February 18, 2014

A Data Locality Cure for Irregular Applications

Carlo del Mundo

Data locality plays a critical role in energy-efficiency and performance in parallel programs. For data-parallel algorithms where locality is abundant, it is a relatively straightforward task to map and optimize for architectures with user-programmable local caches.  However, for irregular algorithms such as Breadth First Search (BFS), exploiting locality is a non-trivial task.

Guang Gao, a professor in the Department of Electrical and Computer Engineering in the University of Delaware works on mapping and exploiting locality in irregular algorithms such as BFS. Gao notes, “there are only a few studies of the energy efficiency issue of the BFS problem, … and more work is needed to analyze energy efficiency of BFS on architectures with local storage.”

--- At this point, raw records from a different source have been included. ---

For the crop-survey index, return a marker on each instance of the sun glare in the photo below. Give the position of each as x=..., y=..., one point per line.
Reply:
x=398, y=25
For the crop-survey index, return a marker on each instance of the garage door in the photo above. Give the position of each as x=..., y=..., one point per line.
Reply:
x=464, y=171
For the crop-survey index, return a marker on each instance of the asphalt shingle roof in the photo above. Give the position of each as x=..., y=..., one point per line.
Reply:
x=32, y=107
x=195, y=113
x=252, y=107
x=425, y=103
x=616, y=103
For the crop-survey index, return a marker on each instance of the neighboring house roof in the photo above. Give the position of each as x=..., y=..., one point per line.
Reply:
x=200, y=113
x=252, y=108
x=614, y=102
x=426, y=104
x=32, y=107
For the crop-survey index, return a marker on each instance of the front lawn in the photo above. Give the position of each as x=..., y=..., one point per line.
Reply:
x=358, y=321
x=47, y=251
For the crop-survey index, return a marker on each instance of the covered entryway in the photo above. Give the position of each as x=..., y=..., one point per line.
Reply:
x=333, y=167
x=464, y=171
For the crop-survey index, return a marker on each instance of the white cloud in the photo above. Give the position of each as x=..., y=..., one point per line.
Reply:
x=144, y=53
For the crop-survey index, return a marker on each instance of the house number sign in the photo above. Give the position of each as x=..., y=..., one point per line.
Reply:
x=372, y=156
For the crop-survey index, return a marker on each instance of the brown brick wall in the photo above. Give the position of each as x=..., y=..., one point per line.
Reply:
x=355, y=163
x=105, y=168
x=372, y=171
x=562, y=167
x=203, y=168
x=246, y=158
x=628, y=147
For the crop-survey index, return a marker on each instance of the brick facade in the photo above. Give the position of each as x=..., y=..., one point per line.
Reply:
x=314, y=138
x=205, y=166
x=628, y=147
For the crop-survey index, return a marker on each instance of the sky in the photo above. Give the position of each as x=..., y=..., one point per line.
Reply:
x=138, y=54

In BFS, data locality is exploited in one of two ways: intra- and inter-loop locality. Intra-loop refers to locality within a loop body between adjacent loops. Inter-loop refers to locality between loop iterations in different loops. Exploiting both intra- and inter-loop locality is relatively simple assuming the programmer leverages a model that supports fine-grain parallelism.

Typical approaches to irregular algorithms do not perform well under traditional coarse-grain execution models like OpenMP.  Using BFS as their motivating example, Gao’s team exploits data locality using Codelet, a fine-grain data-flow execution model.

In the Codelet model, units of computation are called codelets. Each codelet is a sequential piece of code that can be executed without interruption (e.g., no synchronization is required). Data dependence is specified between the codelets through a directed graph called the codelet graph. At execution time, the runtime schedules the codelets accordingly based on the dependencies.

The Codelet model executes in the context of an abstract parallel machine model. The machine consists of many computing nodes stitched together via an interconnection network. Each node contains a many-core chip organized into two types of cores: CUs and SUs. This heterogeneity provides differing performance and energy profiles. Codelets that can benefit from a weaker core can be scheduled into one type of core to save energy. Conversely, a codelet that requires heavy-duty computation can be scheduled into a stronger core.

By leveraging fine-grain data-flow execution models such as Codelet, Gao and his team are able to improve dynamic energy for memory accesses by up to 7% compared to the traditional coarse-grain OpenMP model.